Aku melihatnya dengan cukup jelas,
satu-satu diantara kami mulai membeci perbedaan, meskipun tak kasat mata.
Mereka
yang ketakutan, tentu saja tahu, bahwa kesatuan muncul tentu saja diatas
puing-puing keragaman yang (kadang) mereka labeli dengan panggilan haram jadah. Kita ini – kalau bisa
disebut - bangsa yang satu dalam kesatuan tanah air Indonesia, kita ini –
katanya - bangsa beradab yang menjunjung tinggi hak warga negara satu sama lain,
yang masing-masing punya tuhan dan agama, yang punya adat sipakatau antara satu sama lain, yang tentu saja ‘konsep
solidaritas’ menjadi lontara’ yang mesti dijunjung. Itulah ‘hakikat’
kebhinekaan dalam konteks keragaman yang mungkin telah diterawang Empu Tantular.

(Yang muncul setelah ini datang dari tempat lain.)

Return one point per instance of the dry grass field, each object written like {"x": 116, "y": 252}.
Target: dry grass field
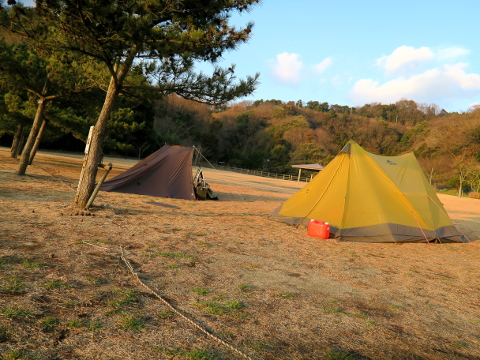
{"x": 263, "y": 287}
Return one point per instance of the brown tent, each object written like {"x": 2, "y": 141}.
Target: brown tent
{"x": 166, "y": 173}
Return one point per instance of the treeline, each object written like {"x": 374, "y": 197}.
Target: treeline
{"x": 272, "y": 135}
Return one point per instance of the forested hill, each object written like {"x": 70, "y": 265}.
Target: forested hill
{"x": 272, "y": 135}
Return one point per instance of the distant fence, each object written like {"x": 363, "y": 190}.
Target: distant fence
{"x": 263, "y": 173}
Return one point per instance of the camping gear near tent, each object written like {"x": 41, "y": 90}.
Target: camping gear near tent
{"x": 165, "y": 173}
{"x": 371, "y": 198}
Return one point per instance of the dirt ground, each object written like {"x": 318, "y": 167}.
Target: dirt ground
{"x": 263, "y": 287}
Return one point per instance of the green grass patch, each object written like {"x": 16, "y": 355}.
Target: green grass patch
{"x": 5, "y": 333}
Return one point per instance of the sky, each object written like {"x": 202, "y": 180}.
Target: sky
{"x": 351, "y": 52}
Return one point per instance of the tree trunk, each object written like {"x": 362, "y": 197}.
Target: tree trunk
{"x": 22, "y": 167}
{"x": 37, "y": 141}
{"x": 88, "y": 175}
{"x": 20, "y": 146}
{"x": 16, "y": 141}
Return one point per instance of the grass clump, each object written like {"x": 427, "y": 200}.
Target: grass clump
{"x": 54, "y": 284}
{"x": 128, "y": 322}
{"x": 201, "y": 291}
{"x": 14, "y": 312}
{"x": 199, "y": 355}
{"x": 216, "y": 308}
{"x": 12, "y": 285}
{"x": 32, "y": 265}
{"x": 245, "y": 287}
{"x": 5, "y": 334}
{"x": 287, "y": 295}
{"x": 50, "y": 323}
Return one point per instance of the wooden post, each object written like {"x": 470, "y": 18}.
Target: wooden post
{"x": 97, "y": 188}
{"x": 37, "y": 141}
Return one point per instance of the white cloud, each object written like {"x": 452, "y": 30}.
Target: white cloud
{"x": 321, "y": 67}
{"x": 452, "y": 52}
{"x": 404, "y": 60}
{"x": 438, "y": 84}
{"x": 287, "y": 69}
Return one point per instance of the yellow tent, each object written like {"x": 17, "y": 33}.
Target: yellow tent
{"x": 371, "y": 198}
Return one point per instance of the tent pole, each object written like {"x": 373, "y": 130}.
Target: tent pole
{"x": 213, "y": 167}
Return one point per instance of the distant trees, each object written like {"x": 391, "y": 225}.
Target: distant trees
{"x": 118, "y": 33}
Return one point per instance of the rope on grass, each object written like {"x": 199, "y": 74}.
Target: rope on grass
{"x": 178, "y": 312}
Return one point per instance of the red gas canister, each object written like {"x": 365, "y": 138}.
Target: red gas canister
{"x": 318, "y": 229}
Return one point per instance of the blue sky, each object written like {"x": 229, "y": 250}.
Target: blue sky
{"x": 352, "y": 53}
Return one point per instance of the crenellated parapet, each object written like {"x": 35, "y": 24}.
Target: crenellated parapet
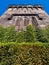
{"x": 23, "y": 15}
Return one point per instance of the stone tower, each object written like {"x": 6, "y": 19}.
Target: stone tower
{"x": 20, "y": 16}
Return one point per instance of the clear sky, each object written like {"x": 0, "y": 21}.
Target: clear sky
{"x": 5, "y": 3}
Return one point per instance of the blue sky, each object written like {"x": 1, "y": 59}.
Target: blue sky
{"x": 5, "y": 3}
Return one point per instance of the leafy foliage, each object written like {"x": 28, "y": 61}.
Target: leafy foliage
{"x": 13, "y": 54}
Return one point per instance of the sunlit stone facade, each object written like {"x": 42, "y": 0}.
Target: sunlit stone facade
{"x": 20, "y": 16}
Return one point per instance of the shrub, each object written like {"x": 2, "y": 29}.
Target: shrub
{"x": 20, "y": 36}
{"x": 10, "y": 34}
{"x": 11, "y": 54}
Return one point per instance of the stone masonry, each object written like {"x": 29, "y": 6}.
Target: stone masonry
{"x": 22, "y": 15}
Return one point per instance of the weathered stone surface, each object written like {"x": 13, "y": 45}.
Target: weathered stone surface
{"x": 21, "y": 16}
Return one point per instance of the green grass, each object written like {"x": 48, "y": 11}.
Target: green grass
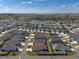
{"x": 71, "y": 53}
{"x": 13, "y": 53}
{"x": 32, "y": 53}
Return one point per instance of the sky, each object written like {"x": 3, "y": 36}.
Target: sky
{"x": 39, "y": 6}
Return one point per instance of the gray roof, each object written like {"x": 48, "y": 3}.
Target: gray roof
{"x": 9, "y": 47}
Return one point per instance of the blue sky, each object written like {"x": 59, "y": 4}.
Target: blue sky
{"x": 39, "y": 6}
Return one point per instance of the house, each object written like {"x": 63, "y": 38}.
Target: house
{"x": 55, "y": 39}
{"x": 40, "y": 43}
{"x": 9, "y": 47}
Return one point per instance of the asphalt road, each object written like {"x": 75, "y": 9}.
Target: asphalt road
{"x": 23, "y": 55}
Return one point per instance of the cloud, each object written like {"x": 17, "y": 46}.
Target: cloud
{"x": 24, "y": 2}
{"x": 29, "y": 2}
{"x": 0, "y": 5}
{"x": 40, "y": 0}
{"x": 63, "y": 6}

Lalu, alasan apalagi yang menjadi pembenaran untuk saling menghujat dan menghancurkan
satu sama lain?
Kebenaran?
Kebenaran yang mana Anda maksud?
Agama
menjadi sebuah sentrum titik temu konflik. Dari sana, pandangan yang menganggap
kebenaran itu tunggal muncul, para
bapak cendikia menyebutnya ‘fanatik’. Agama lalu menjadi hakim, mengadili
mereka yang berbeda. Nama tuhan dan nabi pun dikibarkan di atas panji-panji
yang lebar. Penindasan pun dilakonkan dengan wajah tanpa beban. Beringas. Praktek
kekerasan terjadi dimana-mana, kesemuanya meneriakkan suara untuk meneguhkan ‘aqidah’ yang telah rusak; yang telah
terkotori. Apa itu aqidah yang mereka maksud? Apa itu tuhan yang mereka pahami?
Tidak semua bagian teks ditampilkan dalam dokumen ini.